I like to make individual meatloaves instead of one big loaf and that way, everyone gets their own. The other advantage to individual loaves is that if you try to reheat a larger loaf, it tends to dry out. I like to make my meatloaves with ground beef because of the way beef stands up to the bold and tangy ketchup and I guess, it is what I grew up with and is most comforting.

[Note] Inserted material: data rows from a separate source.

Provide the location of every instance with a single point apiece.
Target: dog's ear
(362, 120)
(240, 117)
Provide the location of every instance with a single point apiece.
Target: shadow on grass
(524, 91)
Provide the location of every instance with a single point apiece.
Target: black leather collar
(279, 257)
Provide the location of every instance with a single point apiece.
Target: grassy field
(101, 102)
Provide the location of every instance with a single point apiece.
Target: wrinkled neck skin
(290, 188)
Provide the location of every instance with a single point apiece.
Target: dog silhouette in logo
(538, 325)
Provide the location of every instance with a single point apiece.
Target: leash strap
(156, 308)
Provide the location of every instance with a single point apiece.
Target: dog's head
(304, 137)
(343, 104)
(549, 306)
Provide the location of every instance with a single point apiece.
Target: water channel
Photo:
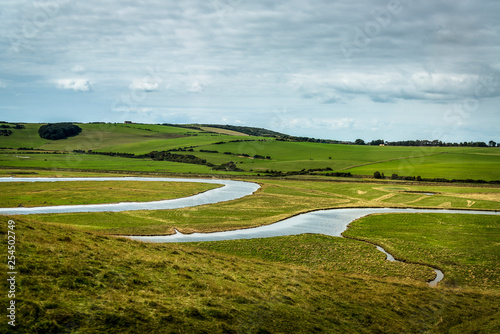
(328, 222)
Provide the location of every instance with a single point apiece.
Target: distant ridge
(251, 131)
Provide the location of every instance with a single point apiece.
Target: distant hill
(251, 131)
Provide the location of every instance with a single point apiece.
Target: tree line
(439, 143)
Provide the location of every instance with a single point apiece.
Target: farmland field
(78, 275)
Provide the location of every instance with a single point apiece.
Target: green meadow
(474, 163)
(78, 274)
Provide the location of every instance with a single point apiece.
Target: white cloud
(78, 85)
(145, 85)
(78, 69)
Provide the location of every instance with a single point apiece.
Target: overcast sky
(397, 69)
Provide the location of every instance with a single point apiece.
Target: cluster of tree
(311, 171)
(251, 131)
(426, 143)
(111, 154)
(168, 156)
(228, 167)
(54, 131)
(309, 140)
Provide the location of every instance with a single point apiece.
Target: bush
(54, 131)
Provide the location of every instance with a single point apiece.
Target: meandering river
(329, 222)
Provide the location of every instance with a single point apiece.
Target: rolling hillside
(252, 155)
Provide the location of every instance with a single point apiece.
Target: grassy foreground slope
(72, 281)
(465, 247)
(29, 194)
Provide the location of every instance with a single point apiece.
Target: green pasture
(465, 247)
(427, 162)
(96, 162)
(73, 281)
(276, 200)
(29, 194)
(462, 164)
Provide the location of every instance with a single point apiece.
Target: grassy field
(78, 282)
(277, 200)
(465, 247)
(29, 194)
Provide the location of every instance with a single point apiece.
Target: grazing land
(253, 155)
(77, 275)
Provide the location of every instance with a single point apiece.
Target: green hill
(253, 150)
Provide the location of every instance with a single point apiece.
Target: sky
(392, 70)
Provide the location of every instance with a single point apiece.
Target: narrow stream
(331, 222)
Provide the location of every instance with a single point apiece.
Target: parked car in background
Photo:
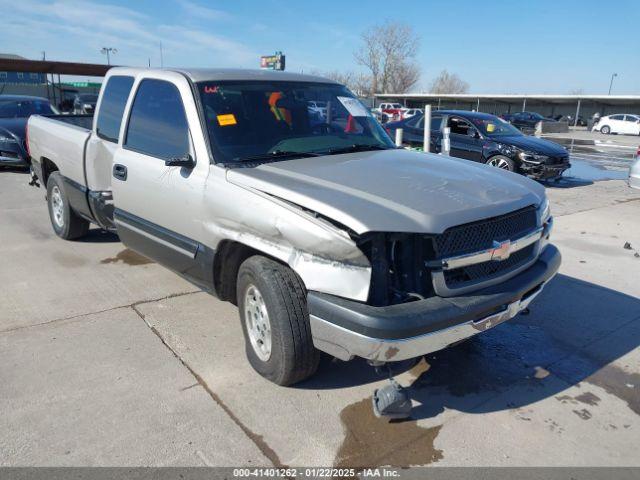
(525, 121)
(411, 112)
(394, 110)
(85, 103)
(15, 110)
(634, 171)
(570, 119)
(626, 123)
(485, 138)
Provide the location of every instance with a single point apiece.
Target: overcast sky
(496, 46)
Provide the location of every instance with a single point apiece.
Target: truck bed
(60, 140)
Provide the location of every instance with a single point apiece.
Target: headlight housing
(531, 157)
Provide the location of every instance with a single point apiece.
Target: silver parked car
(634, 172)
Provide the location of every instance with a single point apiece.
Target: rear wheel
(65, 222)
(502, 162)
(275, 321)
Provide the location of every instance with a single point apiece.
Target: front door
(158, 207)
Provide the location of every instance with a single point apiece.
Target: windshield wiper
(357, 147)
(275, 156)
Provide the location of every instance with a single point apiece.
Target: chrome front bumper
(376, 349)
(347, 329)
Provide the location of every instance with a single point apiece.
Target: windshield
(495, 127)
(259, 120)
(24, 108)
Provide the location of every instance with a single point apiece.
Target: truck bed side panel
(63, 144)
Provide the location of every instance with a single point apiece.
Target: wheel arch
(226, 263)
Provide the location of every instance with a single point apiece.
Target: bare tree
(388, 52)
(447, 82)
(358, 82)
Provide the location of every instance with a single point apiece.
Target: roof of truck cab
(216, 74)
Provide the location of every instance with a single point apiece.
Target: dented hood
(393, 190)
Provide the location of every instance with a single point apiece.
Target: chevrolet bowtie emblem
(501, 250)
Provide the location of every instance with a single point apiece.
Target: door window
(158, 124)
(114, 99)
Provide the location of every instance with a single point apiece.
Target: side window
(157, 123)
(114, 99)
(459, 126)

To keep meatloaf from becoming tough and drying out, I use a panade. A panade is a mixture of starch, fat and liquid used to bind meatloaf and some pastry items. The panade also keeps the meat from shrinking and becoming tough and dry when cooking. As the proteins shrink when cooking, the panade adds moisture, bulk and flavor to meatloaf, meatballs, fillings for dumplings and more. I favor fresh, fluffy breadcrumbs for my meatloaf, but rice, oatmeal and flour will work as well.

  • Duration
  • Cook Time
  • Prep Time
  • 4-5 ServingsServings


  • 2 egg yolks
  • 2 tablespoon white wine
  • 2 tablespoon chicken stock or water
  • 3/4 cup fresh breadcrumbs, leftover challah works well for this
  • 20 ounce ground chuck
  • 1 small red onion, diced
  • 1/4 cup chopped fresh flat leaf parsley
  • 1 teaspoon kosher salt
  • 1/2 teaspoon freshly ground pepper


Preheat oven to 325

1. Mix the egg yolks, white wine, chicken stock or water and bread crumbs together until they become a gooey paste. Lightly mix the ground chuck into the mixture until well combined. Do not over mix or the meatloaf will be tough.
2. Add the remaining ingredients. Shape the loaves into 5 football shaped loaves. Place the loaves on a parchment lined jelly roll pan.
3. Bake the loaves for 20 minutes. Generously dollop ketchup on the loaves and continue baking until a thermometer registers 160 when inserted into the thickest part.
4. Dollop more glaze on the meatloaves before serving.